On Tuesday, 12 March 2013 at 11:24:43 UTC, Namespace wrote:
> On Tuesday, 12 March 2013 at 09:38:19 UTC, deadalnix wrote:
>> On Tuesday, 12 March 2013 at 09:24:11 UTC, Namespace wrote:
>>>> You never gave any rationale reason on that.
>>>
>>> Because I just like to have the control over what is passed 
>>> by ref and what by value.
>>
>> I'm sorry, but what you like is exactly the opposite of a 
>> rational example.
>
> I'll always like to disabuse. So why do you think this is not a 
> rational example? And what would a rational example for you?
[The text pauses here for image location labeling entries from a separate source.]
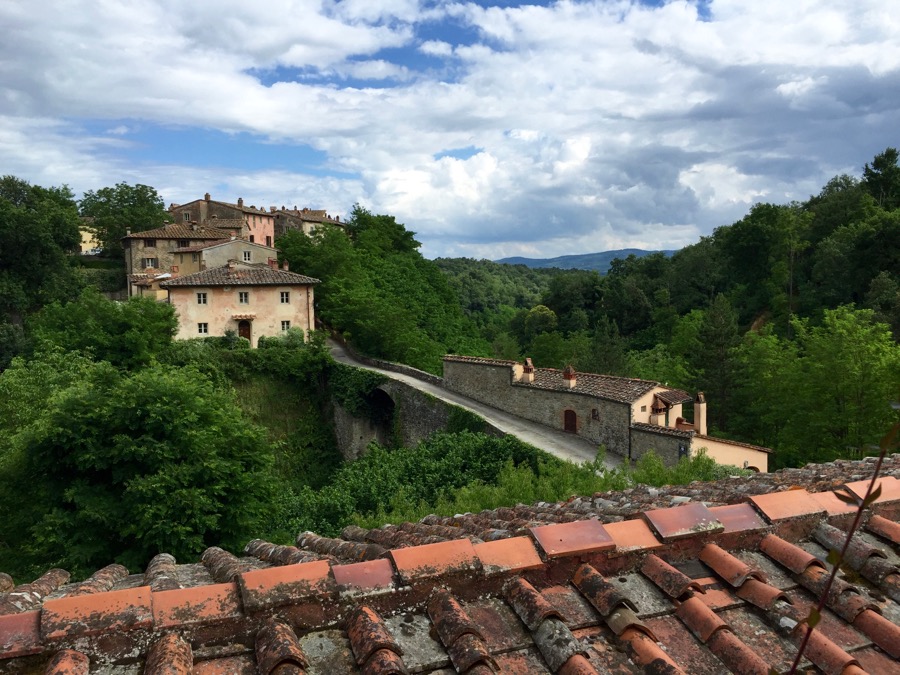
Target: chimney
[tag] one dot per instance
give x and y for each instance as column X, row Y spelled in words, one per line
column 700, row 414
column 569, row 376
column 528, row 372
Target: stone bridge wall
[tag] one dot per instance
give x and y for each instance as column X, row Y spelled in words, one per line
column 417, row 416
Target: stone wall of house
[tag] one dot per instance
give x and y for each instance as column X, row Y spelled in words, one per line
column 665, row 444
column 598, row 420
column 416, row 416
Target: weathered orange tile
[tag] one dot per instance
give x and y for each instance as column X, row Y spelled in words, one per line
column 85, row 615
column 200, row 604
column 680, row 522
column 505, row 555
column 890, row 488
column 229, row 665
column 738, row 518
column 632, row 535
column 432, row 560
column 277, row 586
column 580, row 536
column 20, row 634
column 832, row 505
column 788, row 504
column 368, row 575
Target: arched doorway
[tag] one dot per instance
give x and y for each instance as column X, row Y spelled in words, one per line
column 570, row 421
column 244, row 330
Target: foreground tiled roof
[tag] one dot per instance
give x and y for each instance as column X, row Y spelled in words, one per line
column 241, row 275
column 707, row 578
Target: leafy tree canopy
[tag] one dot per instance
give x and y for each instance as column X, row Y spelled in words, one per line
column 38, row 226
column 115, row 210
column 127, row 334
column 124, row 466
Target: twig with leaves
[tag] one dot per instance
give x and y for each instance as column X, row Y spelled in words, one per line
column 835, row 557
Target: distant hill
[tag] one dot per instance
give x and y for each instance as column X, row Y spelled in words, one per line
column 586, row 261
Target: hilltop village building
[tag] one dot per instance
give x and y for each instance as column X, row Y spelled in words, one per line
column 252, row 300
column 628, row 416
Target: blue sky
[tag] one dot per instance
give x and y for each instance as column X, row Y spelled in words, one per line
column 491, row 129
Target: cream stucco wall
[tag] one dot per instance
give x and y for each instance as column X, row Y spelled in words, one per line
column 222, row 304
column 730, row 453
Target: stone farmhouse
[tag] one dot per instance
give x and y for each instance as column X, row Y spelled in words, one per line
column 629, row 416
column 251, row 299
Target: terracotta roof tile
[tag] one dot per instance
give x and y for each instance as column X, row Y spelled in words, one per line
column 197, row 605
column 884, row 528
column 365, row 576
column 606, row 616
column 88, row 615
column 277, row 646
column 684, row 521
column 368, row 634
column 508, row 555
column 180, row 231
column 564, row 539
column 169, row 655
column 670, row 580
column 276, row 586
column 24, row 597
column 20, row 634
column 432, row 560
column 241, row 275
column 68, row 662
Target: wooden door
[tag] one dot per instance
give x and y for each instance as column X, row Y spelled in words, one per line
column 244, row 330
column 569, row 421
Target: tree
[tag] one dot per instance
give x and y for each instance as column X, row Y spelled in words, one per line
column 124, row 466
column 882, row 179
column 38, row 226
column 115, row 210
column 127, row 334
column 850, row 369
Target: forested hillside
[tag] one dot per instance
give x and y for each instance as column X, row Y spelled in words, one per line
column 788, row 319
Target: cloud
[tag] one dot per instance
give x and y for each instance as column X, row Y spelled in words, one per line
column 597, row 123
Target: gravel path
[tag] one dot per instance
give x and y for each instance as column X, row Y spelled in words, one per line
column 557, row 443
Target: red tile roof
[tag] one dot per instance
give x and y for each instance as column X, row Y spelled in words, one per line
column 241, row 275
column 716, row 577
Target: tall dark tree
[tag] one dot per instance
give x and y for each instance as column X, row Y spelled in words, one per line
column 112, row 211
column 38, row 227
column 882, row 179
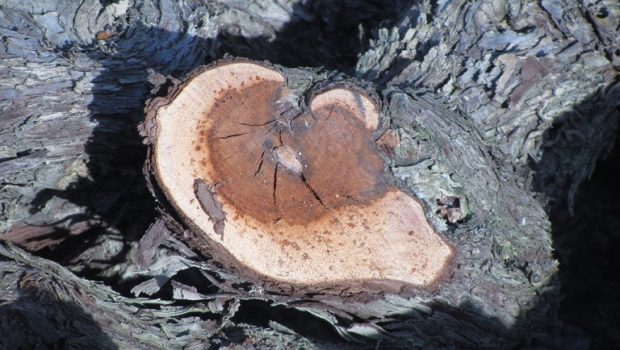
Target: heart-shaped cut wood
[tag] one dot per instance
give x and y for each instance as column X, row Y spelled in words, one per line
column 296, row 194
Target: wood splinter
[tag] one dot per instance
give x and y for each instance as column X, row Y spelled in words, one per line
column 303, row 196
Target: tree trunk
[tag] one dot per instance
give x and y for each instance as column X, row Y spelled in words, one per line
column 503, row 105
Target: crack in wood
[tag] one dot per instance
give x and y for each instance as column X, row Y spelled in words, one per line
column 230, row 136
column 312, row 191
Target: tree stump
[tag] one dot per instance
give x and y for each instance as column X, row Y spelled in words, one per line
column 478, row 116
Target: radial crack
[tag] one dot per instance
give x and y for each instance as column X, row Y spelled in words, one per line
column 229, row 136
column 316, row 195
column 260, row 165
column 275, row 184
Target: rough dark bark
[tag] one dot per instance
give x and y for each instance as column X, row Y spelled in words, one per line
column 491, row 101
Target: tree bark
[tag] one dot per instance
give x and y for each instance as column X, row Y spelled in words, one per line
column 490, row 102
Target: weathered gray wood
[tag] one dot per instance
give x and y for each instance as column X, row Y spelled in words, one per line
column 487, row 98
column 43, row 305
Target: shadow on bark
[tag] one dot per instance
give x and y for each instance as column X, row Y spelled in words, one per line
column 38, row 320
column 140, row 57
column 585, row 223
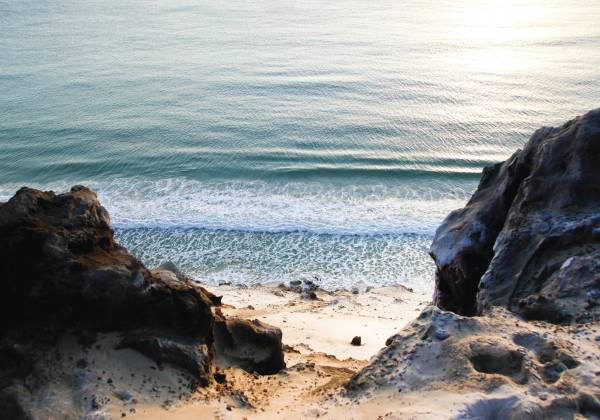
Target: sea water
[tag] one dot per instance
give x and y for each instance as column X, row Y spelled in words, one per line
column 267, row 141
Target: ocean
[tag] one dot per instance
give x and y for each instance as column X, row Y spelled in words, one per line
column 268, row 141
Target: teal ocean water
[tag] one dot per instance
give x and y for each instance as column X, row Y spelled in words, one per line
column 275, row 140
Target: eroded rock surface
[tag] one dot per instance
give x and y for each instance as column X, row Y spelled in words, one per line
column 529, row 238
column 59, row 264
column 524, row 368
column 252, row 345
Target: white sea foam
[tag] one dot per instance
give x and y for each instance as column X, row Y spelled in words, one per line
column 261, row 232
column 259, row 206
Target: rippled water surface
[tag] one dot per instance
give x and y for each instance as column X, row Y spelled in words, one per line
column 273, row 140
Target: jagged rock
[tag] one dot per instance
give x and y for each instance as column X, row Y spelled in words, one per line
column 59, row 263
column 523, row 367
column 167, row 269
column 529, row 238
column 187, row 353
column 252, row 345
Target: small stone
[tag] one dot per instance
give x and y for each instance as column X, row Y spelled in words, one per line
column 441, row 334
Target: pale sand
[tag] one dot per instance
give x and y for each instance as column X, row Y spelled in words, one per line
column 319, row 357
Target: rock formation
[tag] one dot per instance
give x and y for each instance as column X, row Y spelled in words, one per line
column 529, row 238
column 62, row 273
column 524, row 256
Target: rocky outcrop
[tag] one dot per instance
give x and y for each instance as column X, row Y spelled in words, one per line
column 497, row 366
column 524, row 256
column 59, row 264
column 63, row 274
column 253, row 345
column 529, row 238
column 164, row 347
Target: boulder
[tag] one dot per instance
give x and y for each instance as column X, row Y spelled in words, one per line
column 529, row 238
column 488, row 365
column 252, row 345
column 188, row 354
column 59, row 263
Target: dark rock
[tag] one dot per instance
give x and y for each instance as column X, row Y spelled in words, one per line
column 124, row 395
column 529, row 238
column 59, row 263
column 310, row 295
column 251, row 345
column 220, row 377
column 184, row 352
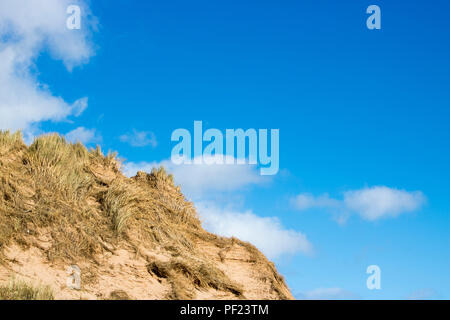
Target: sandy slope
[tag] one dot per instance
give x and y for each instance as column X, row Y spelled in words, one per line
column 138, row 238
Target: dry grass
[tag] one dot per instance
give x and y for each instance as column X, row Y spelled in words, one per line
column 187, row 274
column 83, row 201
column 20, row 290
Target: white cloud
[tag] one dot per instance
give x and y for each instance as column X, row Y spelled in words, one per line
column 327, row 294
column 306, row 201
column 378, row 202
column 26, row 29
column 266, row 233
column 139, row 138
column 83, row 135
column 205, row 181
column 370, row 203
column 197, row 180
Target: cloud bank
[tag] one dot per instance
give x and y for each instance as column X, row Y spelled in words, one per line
column 370, row 203
column 266, row 233
column 27, row 28
column 198, row 180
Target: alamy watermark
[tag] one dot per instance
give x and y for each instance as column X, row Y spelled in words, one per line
column 374, row 280
column 73, row 21
column 233, row 142
column 374, row 20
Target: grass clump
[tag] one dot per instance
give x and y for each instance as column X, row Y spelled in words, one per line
column 186, row 274
column 20, row 290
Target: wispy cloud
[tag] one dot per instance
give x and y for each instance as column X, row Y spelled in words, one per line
column 370, row 203
column 201, row 181
column 26, row 29
column 198, row 180
column 139, row 138
column 83, row 135
column 266, row 233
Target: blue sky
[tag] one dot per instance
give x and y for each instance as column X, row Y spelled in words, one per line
column 357, row 109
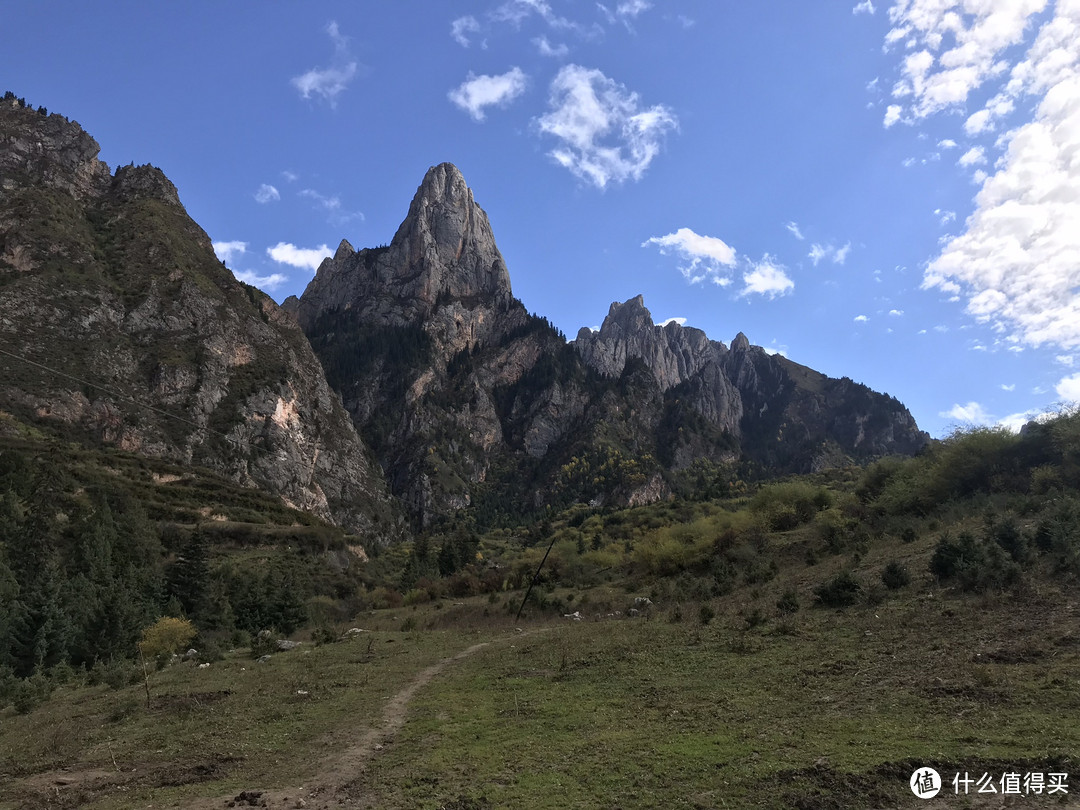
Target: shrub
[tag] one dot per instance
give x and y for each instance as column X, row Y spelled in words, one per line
column 895, row 576
column 788, row 602
column 840, row 591
column 972, row 564
column 165, row 636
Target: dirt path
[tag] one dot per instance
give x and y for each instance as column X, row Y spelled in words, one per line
column 338, row 782
column 336, row 785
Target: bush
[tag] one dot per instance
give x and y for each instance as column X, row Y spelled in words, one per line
column 165, row 636
column 973, row 564
column 840, row 591
column 30, row 692
column 788, row 603
column 895, row 576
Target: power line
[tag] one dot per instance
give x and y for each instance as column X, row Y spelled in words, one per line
column 126, row 399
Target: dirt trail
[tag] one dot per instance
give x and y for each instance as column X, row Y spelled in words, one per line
column 336, row 785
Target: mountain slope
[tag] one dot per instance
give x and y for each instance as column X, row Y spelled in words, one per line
column 119, row 324
column 470, row 401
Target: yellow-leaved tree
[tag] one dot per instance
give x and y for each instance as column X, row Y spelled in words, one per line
column 164, row 637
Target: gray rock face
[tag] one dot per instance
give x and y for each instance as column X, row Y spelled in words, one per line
column 442, row 271
column 180, row 360
column 673, row 353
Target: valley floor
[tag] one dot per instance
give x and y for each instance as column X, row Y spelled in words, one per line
column 821, row 709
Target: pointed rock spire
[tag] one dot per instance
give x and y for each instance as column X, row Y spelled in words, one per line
column 446, row 240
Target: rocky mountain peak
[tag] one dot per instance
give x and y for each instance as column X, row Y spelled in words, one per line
column 41, row 149
column 447, row 240
column 629, row 316
column 442, row 271
column 629, row 333
column 137, row 183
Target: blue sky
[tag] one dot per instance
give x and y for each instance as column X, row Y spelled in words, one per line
column 883, row 190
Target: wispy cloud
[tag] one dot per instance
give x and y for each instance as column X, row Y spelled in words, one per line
column 766, row 278
column 606, row 135
column 262, row 282
column 970, row 414
column 329, row 203
column 973, row 157
column 266, row 193
column 705, row 257
column 306, row 258
column 331, row 81
column 462, row 27
column 974, row 37
column 1068, row 389
column 1016, row 264
column 547, row 49
column 228, row 251
column 836, row 255
column 478, row 92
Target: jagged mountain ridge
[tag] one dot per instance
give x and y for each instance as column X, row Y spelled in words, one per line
column 462, row 392
column 464, row 396
column 105, row 279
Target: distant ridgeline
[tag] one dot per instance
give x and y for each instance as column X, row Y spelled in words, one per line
column 436, row 390
column 471, row 402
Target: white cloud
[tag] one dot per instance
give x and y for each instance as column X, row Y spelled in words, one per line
column 954, row 48
column 227, row 251
column 1018, row 260
column 307, row 258
column 632, row 8
column 970, row 414
column 478, row 92
column 264, row 282
column 331, row 203
column 328, row 82
column 461, row 27
column 836, row 255
column 1014, row 422
column 973, row 157
column 1068, row 389
column 515, row 12
column 547, row 49
column 767, row 278
column 707, row 257
column 267, row 193
column 605, row 134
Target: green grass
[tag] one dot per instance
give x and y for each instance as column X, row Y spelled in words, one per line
column 656, row 714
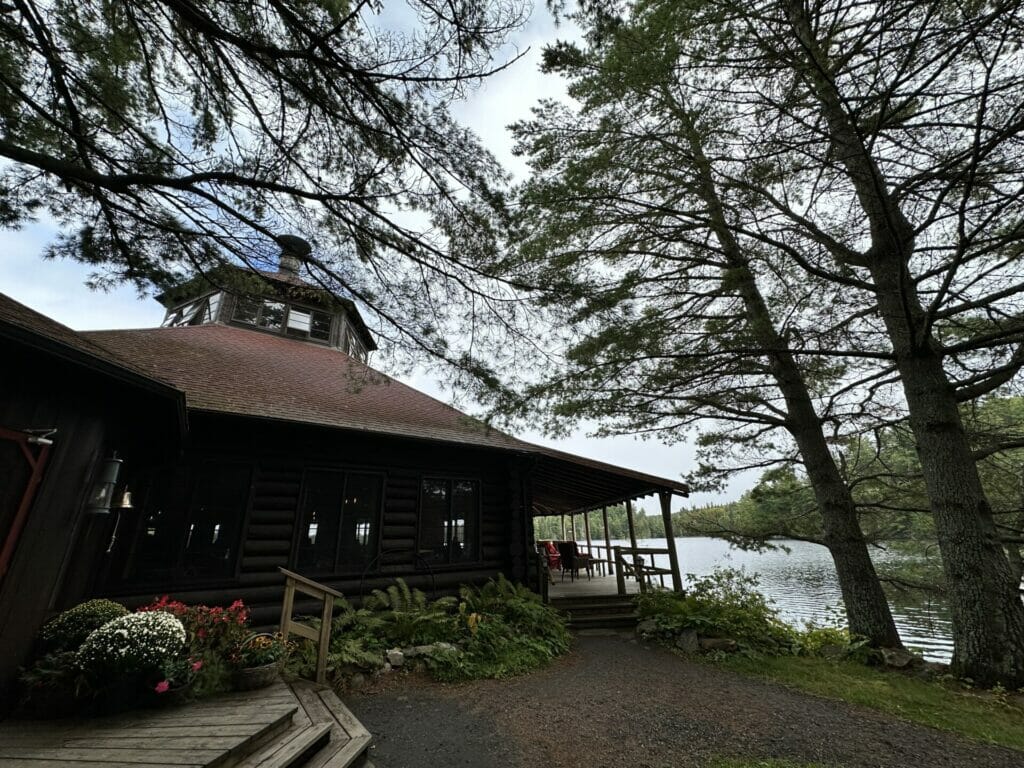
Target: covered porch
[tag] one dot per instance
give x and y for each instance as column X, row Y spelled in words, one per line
column 576, row 489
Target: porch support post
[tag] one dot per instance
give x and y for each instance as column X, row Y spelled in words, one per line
column 586, row 525
column 677, row 581
column 607, row 541
column 629, row 520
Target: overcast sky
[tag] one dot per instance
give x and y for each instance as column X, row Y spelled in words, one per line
column 57, row 289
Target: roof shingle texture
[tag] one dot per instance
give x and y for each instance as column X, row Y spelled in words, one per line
column 236, row 371
column 231, row 370
column 18, row 316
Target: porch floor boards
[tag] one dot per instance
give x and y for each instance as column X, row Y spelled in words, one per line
column 596, row 586
column 262, row 727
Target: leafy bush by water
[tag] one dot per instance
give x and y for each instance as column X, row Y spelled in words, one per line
column 494, row 631
column 723, row 604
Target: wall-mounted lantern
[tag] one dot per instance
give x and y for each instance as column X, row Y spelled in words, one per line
column 102, row 489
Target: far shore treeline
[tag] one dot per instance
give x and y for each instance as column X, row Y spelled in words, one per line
column 885, row 474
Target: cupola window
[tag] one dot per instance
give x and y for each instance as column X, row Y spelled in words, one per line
column 276, row 315
column 195, row 312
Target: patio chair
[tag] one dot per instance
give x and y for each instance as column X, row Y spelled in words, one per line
column 572, row 559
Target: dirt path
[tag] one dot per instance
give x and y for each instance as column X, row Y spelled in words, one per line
column 615, row 702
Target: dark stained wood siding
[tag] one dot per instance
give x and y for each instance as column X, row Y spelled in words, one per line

Let's consider the given example :

struct Foo {
     uint i;
     this(this) {
         writeln("foo");
     }
}

void bar(Foo f) {
     writeln("bar");
}

uint main() {
     Foo f;
     f.i = 42;
     bar(f);
     return f.i,
}

You think you pass by value ? In fact, if you let the optimizer 
do its job, you don't even have a function call. Thing gets 
rewriten this way :

uint main() {
     writeln("foo");
     writeln("bar");
     return 42;
}

You have no function call and no pass by value anymore. In fact, 
the only thing the current definition garantee it that you have 
the side effect of the postblit (ie, memory allocation, etc . . 
.), but nothing is said about having an actual function call or a 
pass by value.

If you think you control the code that way, you are living a 
delusional world, because the compiler rewrite everything under 
you. You are asking to keep that illusion in place by asking for 
an explicit syntax to allow the optimization to take place.

And note that this is very good thing as the code generated is 
much faster and the code much cleaner. If you had to specify 
optimisations, you'd get them wrong, you'd forget them, your code 
would be less reliable, slower and less readable.